Brazilian Oil Sensor Manufacturer Eyeing the American Market

From laboratory experience to export technology. It was this way, thanks to a research ordered by Brazilian oil company Petrobras to the Pontifical Catholic University of Rio de Janeiro (PUC-RJ) in southeastern Brazil, that company Gavea Sensors, a manufacturer of sensors used in oil exploration wells, originated.

The product is used to measure the temperature and pressure in wells and, thus, to provide more precise monitoring of exploration.

The sensor created by the company from Rio de Janeiro is entirely made out of fibre optics, which have greater durability and may have multiple sensors in the same cable, not the case with the measuring equipment normally used.

Nowadays there are already sensors like the ones manufactured by Gavea, but since they are made in the United States, they are still very expensive and not worth the investment for wells of low and medium production levels.

"Ours has all the advantages of the American one but for a much lower cost," explains Luiz Carlos Guedes, one of the partners at Gavea Sensors, and a specialist in fiber optics by the University of London.

The sensor may be used in any kind of well, for the extraction of all kinds of oil. The tests were made on land, but nothing stops it from being used in maritime wells. The installation costs vary according to the well’s dimensions. The cost for installation of a sensor in a simple well, one kilometer deep, starts at US$ 30,000, considering the Brazilian workforce costs.

Gavea Sensors was created in 2003, to make the product created in the laboratory commercially viable. The first buyer, of course, was Brazilian oil giant Petrobras itself.

Now, the partners in the company are preparing themselves for the demand that should come from abroad in two or three months.

"There is a great market to be explored. To have an idea, Petrobras has 8,000 wells being explored. In the United States there are 80,000 wells," stated Guedes.

With their eye on the extensive American market, Guedes is going to travel to Houston within the next two weeks to present the product at a fair about automation of petroleum exploration.

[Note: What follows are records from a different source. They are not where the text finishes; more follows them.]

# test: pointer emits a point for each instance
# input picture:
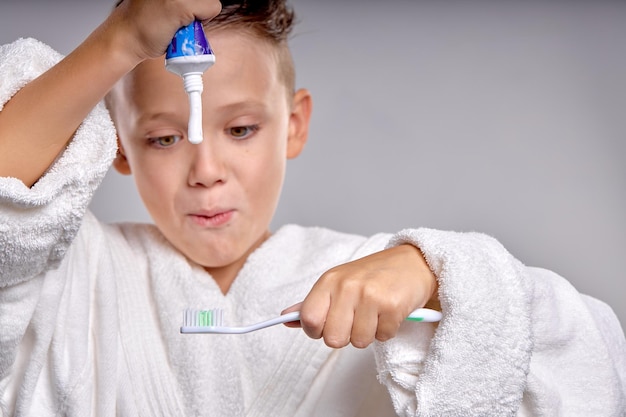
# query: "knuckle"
(335, 342)
(360, 343)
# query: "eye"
(242, 132)
(165, 141)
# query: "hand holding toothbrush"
(368, 298)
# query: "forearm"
(39, 120)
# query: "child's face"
(213, 201)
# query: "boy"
(92, 310)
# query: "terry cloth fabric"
(90, 315)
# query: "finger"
(295, 307)
(364, 326)
(337, 330)
(313, 311)
(388, 325)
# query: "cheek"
(155, 183)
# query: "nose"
(207, 167)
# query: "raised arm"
(40, 119)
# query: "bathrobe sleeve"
(513, 341)
(38, 224)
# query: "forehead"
(246, 68)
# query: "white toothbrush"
(212, 321)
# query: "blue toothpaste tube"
(189, 55)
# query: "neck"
(225, 275)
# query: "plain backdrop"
(504, 117)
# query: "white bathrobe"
(90, 316)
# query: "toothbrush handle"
(425, 315)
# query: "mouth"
(216, 218)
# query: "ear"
(120, 163)
(299, 122)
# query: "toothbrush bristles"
(203, 318)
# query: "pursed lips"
(211, 218)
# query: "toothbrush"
(212, 321)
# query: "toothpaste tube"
(189, 55)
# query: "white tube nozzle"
(194, 87)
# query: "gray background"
(504, 117)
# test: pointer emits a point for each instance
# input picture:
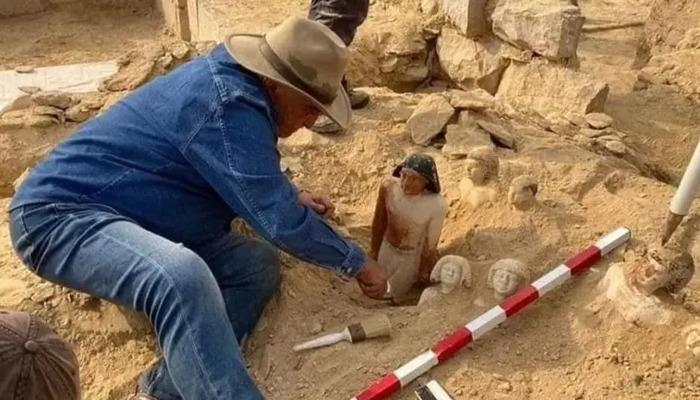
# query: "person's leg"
(343, 17)
(110, 257)
(247, 272)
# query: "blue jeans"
(201, 300)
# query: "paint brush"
(372, 327)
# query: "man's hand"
(372, 279)
(322, 204)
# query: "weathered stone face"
(467, 15)
(472, 64)
(550, 28)
(548, 89)
(429, 118)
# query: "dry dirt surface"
(569, 345)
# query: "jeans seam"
(167, 276)
(29, 240)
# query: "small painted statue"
(407, 223)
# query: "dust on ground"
(565, 346)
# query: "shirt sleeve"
(236, 153)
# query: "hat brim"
(245, 49)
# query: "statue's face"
(505, 282)
(692, 342)
(653, 276)
(450, 275)
(477, 171)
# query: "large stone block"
(469, 63)
(429, 118)
(551, 90)
(550, 28)
(467, 15)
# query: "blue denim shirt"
(182, 156)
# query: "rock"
(498, 133)
(24, 69)
(41, 121)
(482, 165)
(471, 64)
(165, 61)
(303, 139)
(397, 56)
(52, 98)
(593, 133)
(467, 15)
(692, 340)
(505, 387)
(29, 89)
(204, 47)
(550, 28)
(8, 123)
(616, 147)
(678, 68)
(78, 113)
(477, 99)
(49, 111)
(548, 89)
(522, 192)
(430, 7)
(599, 120)
(135, 71)
(429, 118)
(462, 138)
(180, 50)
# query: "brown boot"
(358, 99)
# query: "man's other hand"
(372, 279)
(322, 204)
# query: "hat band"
(289, 75)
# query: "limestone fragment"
(548, 89)
(460, 139)
(78, 113)
(476, 99)
(599, 120)
(24, 69)
(41, 121)
(471, 64)
(482, 165)
(53, 99)
(467, 15)
(616, 147)
(550, 28)
(522, 192)
(429, 118)
(498, 133)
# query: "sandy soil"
(78, 32)
(566, 346)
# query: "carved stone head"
(507, 276)
(663, 268)
(452, 271)
(482, 165)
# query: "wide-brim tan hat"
(303, 55)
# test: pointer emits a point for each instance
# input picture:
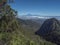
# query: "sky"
(37, 7)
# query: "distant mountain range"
(38, 17)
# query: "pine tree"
(8, 22)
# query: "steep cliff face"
(50, 30)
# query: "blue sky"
(37, 7)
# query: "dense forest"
(12, 31)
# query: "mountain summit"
(50, 30)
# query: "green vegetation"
(12, 32)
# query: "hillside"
(50, 30)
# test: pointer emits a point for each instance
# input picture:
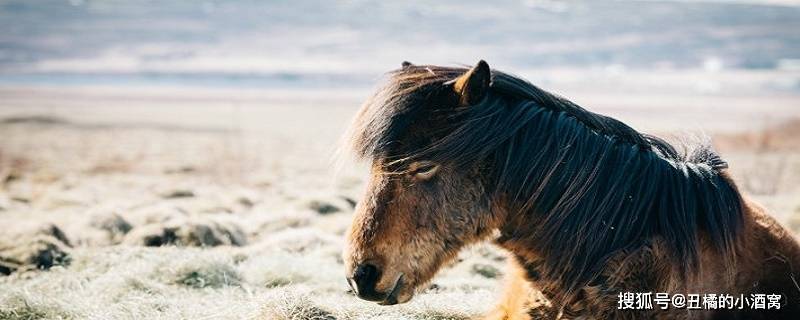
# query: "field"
(154, 203)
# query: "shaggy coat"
(587, 206)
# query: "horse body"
(587, 206)
(766, 262)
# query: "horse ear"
(472, 86)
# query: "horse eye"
(423, 170)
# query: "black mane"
(596, 185)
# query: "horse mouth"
(391, 299)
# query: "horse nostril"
(365, 278)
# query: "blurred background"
(154, 148)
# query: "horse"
(587, 207)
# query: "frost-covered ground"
(203, 204)
(174, 160)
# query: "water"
(327, 44)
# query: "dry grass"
(257, 225)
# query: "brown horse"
(588, 207)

The small company also has its eye on other sectors. With the same technology used in the sensors, the engineers and physicists at Gávea have established products for the aeronautics, automotive, naval and civil engineering industries, among others.

"With the fiber optics sensors, we may monitor great constructions like a barrage, for example," he said. Not bad for a company that started in a university incubator.